Week 3 Homework

OGLE lightcurve fit

This week you will do your first MCMC fit of real data (for this class)!

REMINDER!!!

Before doing anything,

Make a copy of this notebook in your clone of the private course repository. Edit that copy, not the version in the public repository clone.
Remember that you will submit your solution by pull request to the private repository.

Once you've submitted your solution, don't forget to also fill out the very quick (and required!) weekly feedback form.

Additional reminder!

Next week's tutorial will be "Final project speed dating". Grad students should show up on Wednesday with some kind of concept for a final project, however half-baked. Undergrads are encouraged to do so as well, but not required.

Data

We'll be analyzing data from the Optical Gravitational Lensing Experiment (OGLE), which monitors stars in our galaxy in the hopes of detecting gravitational microlensing events that occur when a compact mass (e.g. a fainter star) passes in front of the monitored star.

Data are available through the OGLE Early Warning System. Scroll down a bit to the list of recent events and choose one to analyze. (Not the one shown below. Be original.) The event summary page will include a plot like this.

As long as a vaguely reasonable looking magenta line is shown, this should be a good data set to fit. Download the phot.dat for your chosen event (linked at the bottom of the webpage).

As described on the OGLE page, the columns of this text file are

Hel.JD, I magnitude, magnitude error, seeing estimation (in pixels - 0.26"/pixel) and sky level

Heliocentric Julian Date.
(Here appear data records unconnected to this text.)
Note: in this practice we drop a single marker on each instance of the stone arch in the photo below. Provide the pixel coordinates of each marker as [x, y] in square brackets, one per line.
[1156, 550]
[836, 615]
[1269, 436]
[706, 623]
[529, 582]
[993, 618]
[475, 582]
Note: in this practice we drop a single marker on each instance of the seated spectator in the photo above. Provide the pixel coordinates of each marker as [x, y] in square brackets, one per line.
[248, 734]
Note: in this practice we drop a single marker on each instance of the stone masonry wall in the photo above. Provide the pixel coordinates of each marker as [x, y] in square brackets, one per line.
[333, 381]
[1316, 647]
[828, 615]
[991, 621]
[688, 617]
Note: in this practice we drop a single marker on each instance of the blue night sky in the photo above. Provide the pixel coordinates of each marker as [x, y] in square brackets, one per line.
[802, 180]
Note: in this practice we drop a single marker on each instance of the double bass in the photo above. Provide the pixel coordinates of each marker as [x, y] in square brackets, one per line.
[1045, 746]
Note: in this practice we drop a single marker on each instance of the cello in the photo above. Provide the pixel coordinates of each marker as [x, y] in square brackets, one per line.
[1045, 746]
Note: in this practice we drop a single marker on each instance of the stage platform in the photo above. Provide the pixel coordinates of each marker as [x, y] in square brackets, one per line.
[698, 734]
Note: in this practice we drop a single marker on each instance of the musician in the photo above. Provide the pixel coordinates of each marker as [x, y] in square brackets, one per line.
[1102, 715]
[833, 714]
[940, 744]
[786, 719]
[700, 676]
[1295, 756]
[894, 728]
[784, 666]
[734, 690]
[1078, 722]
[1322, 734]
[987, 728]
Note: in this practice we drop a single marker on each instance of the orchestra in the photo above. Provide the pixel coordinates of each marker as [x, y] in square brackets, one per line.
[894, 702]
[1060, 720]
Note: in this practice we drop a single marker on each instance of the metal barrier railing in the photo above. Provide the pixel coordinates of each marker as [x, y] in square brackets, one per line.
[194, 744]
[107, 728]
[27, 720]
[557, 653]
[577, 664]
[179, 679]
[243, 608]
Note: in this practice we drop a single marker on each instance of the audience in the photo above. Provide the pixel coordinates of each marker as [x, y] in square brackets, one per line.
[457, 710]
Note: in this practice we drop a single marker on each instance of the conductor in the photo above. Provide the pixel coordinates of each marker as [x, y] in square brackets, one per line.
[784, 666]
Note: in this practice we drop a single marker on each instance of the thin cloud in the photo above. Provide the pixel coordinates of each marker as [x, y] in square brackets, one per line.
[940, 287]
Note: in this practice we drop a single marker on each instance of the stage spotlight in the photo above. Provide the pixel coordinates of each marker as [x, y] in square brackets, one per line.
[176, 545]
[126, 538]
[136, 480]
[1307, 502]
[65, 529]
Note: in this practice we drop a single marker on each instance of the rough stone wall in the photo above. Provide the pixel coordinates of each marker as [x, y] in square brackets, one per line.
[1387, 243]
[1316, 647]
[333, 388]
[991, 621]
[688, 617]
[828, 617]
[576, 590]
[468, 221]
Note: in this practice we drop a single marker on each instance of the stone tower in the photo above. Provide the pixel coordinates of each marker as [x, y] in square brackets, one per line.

This is time, measured in days, since a fixed reference. The "heliocentric" part means that it has been corrected to the reference frame of the Sun, i.e. the few minutes of light travel time more or less that would affect photon arrivals at different parts of the Earth's year have been subtracted off.
Measurements of magnitude in the $I$ band (a near infrared band). Recall that astronomical magnitude, relative to a given reference source, is given by the relationship $m = m_\mathrm{ref} - 2.5\,\log_{10}\left(\frac{F}{F_\mathrm{ref}}\right)$, where $F$ is flux.
Measurement uncertainty on the $I$ magnitude, defined in some unspecified way (digging through papers might elucidate this).
The "seeing" and "sky level" quantities refer to the observing conditions, which we will not work with directly. These will have been accounted for (somehow) in deriving the best-fitting magnitude and its uncertainty.

Model

An excellent resource for gravitational lensing background (among other things) is Peter Schneider's Extragalactic Astronomy and Cosmology. It looks like we can download a pdf of the entire book for free (at least from within the Stanford network), which is awesomeness incarnate. The relevant section for Galactic microlensing is 2.5 (logical page 77), and the equations defining the microlensing model lightcurve are 2.92 and 2.93. Namely,

$F(t) = F_0 \frac{y(t)^2 + 2}{y(t)\sqrt{y(t)^2+4}}$

where

$y(t) = \sqrt{p^2 + \left( \frac{t-t_\mathrm{max}}{t_\mathrm{E}} \right)^2}$.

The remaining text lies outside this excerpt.